Apesar do cancelamento oficial, a realização dos desfiles performáticos organizados pela Liga Independente das Escolas de Samba de Porto Alegre (Liespa) ocorreriam no dia 24 de março, na orla do lago Guaíba, o que, de certa forma, lembraria a origem do Carnaval na cidade, quando diversos blocos saíam espontaneamente pelas ruas das áreas de moradia da população negra. A poucos dias do evento, porém, uma previsão de temporal levou a Liespa a cancelar de vez as atividades, dessa vez sem data para o retorno.
Iara lembra de apenas uma noite tão triste quanto essa nestes longos anos de relação estável que tem com a festa. No final dos anos 1980, ela estava em casa se preparando para sair. Ligou para um amigo, queria saber quem iria buscá-la para ir até os desfiles e ele a garantiu que iria. A porta-bandeira ficou esperando por algumas horas até se dar conta de que ninguém iria. Naquela noite, Iara teve que ficar em casa contra a sua vontade acompanhada de dois casais de passistas e quatro baianas. “Como eu chorei vendo o desfile pela TV”, comenta.
O ano de 2018 foi o único até o momento, conforme a historiografia, em que a tradicional festa não aconteceu na cidade. O Porto Seco, que costuma receber até 9 mil pessoas nas arquibancadas, ficou vazio, somando-se aos demais equipamentos culturais administrados pela prefeitura que encontram-se completamente sem atividades, como a Usina do Gasômetro e o Teatro de Câmara Túlio Piva.
Na mesma noite de sábado, enquanto a avenida Edvaldo Pereira Paiva, onde se realizaria o desfile, estava deserta, o samba rolava na quadra do Quilombo do Fidélix, e a batucada do bloco Areal do Futuro se sobressaía em meio à chuva que caía melancólica e insistentemente por algumas horas. Era o encerramento de uma das noites da II Assembleia dos Povos, congresso que reuniu guaranis, kaingangs e quilombolas.
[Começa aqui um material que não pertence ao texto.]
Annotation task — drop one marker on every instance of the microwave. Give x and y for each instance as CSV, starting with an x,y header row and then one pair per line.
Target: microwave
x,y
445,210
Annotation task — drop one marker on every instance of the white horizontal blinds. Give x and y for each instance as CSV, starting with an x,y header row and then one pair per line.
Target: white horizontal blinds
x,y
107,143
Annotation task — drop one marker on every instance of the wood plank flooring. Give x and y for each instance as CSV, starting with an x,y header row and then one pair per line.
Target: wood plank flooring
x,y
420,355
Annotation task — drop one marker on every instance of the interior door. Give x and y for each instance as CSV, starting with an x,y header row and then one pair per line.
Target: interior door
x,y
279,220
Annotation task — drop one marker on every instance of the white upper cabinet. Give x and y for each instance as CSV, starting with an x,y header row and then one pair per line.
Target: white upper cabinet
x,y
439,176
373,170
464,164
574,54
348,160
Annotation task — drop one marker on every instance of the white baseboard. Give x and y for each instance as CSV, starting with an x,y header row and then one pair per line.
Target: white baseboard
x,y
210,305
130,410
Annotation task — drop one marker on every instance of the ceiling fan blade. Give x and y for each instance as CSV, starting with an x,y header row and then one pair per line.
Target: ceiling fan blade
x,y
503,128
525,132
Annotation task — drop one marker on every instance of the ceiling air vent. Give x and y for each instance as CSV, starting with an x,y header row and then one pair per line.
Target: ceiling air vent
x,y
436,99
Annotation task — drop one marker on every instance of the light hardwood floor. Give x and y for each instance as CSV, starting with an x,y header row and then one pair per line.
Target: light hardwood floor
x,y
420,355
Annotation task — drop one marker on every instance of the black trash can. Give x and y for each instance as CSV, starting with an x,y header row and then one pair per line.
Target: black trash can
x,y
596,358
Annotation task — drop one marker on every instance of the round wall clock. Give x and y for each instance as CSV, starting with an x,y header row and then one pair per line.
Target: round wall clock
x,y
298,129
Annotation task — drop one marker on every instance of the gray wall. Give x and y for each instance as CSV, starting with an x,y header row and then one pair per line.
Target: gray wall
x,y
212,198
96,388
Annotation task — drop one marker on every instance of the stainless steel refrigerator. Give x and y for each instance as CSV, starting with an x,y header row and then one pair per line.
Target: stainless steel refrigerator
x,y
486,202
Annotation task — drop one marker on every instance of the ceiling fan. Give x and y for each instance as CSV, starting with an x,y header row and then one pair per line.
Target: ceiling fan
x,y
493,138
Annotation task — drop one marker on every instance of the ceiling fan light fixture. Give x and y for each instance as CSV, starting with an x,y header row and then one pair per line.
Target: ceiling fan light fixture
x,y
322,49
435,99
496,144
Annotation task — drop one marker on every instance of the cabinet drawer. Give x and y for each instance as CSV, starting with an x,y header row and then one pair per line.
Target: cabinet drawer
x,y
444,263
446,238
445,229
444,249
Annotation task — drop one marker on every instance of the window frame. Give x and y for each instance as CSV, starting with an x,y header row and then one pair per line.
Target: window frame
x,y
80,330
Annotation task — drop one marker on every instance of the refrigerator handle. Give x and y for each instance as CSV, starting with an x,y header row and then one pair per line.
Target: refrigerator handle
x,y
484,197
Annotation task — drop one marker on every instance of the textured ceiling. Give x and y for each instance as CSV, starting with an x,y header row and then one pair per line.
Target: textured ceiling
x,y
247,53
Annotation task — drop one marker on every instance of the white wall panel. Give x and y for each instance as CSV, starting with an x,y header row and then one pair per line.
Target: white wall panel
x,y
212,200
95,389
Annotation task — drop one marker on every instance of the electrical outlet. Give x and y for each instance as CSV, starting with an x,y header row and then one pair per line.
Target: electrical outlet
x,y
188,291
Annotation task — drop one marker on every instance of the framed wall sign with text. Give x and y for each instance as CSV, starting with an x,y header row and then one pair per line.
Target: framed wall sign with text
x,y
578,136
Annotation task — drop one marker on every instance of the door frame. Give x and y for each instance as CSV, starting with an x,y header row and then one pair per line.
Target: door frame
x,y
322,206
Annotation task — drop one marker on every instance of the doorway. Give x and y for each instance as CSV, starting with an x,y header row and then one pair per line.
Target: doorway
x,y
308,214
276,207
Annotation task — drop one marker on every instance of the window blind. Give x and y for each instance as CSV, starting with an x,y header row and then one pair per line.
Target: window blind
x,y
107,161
Um dos blocos mais tradicionais da cidade, o Areal do Futuro é realizado pelos moradores do Areal da Baronesa, quilombo devidamente demarcado em 2015 e também um dos bastiões da história do povo negro em Porto Alegre. O Areal é também fruto de uma das maiores críticas de quem brinca a festa popular em Porto Alegre à gestão do carnaval: a transferência dos desfiles da rua para o Porto Seco.
O grupo era escola de samba na década de 1990, mas decidiu virar bloco quando a prefeitura acabou com os tradicionais desfiles que aconteciam na região central de Porto Alegre, no início dos anos 2000, e transferiu as escolas para o espaço na periferia da cidade. Os brincantes se recusaram a sair de seu território, resistindo a mais um dos muitos casos em que a prefeitura removeu a população negra do centro para as áreas menos acessíveis e com menos recursos. “Criamos o Areal para incentivar as crianças sobre a história da comunidade e hoje mais de 100 crianças participam do bloco, que tem oficinas gratuitas”, diz Daniel Rouvel, um dos fundadores.
Festa da raça, de tradição
O Carnaval no Brasil sempre foi uma festa de resistência. Desde que as primeiras manifestações surgiram no país (em Porto Alegre foi em 1837, quando os jogos de entrudo foram proibidos pela prefeitura, segundo o pesquisador Flávio Krawczyk), o caráter popular da festa protagonizada pela população negra da cidade vem sendo mantido, apesar da crescente tentativa de apropriação e institucionalização do Carnaval. Com base nos historiadores Helena Cattani, Flávio Krawczyk e Heitor Garcia, apresentamos um panorama geral da história do Carnaval porto-alegrense.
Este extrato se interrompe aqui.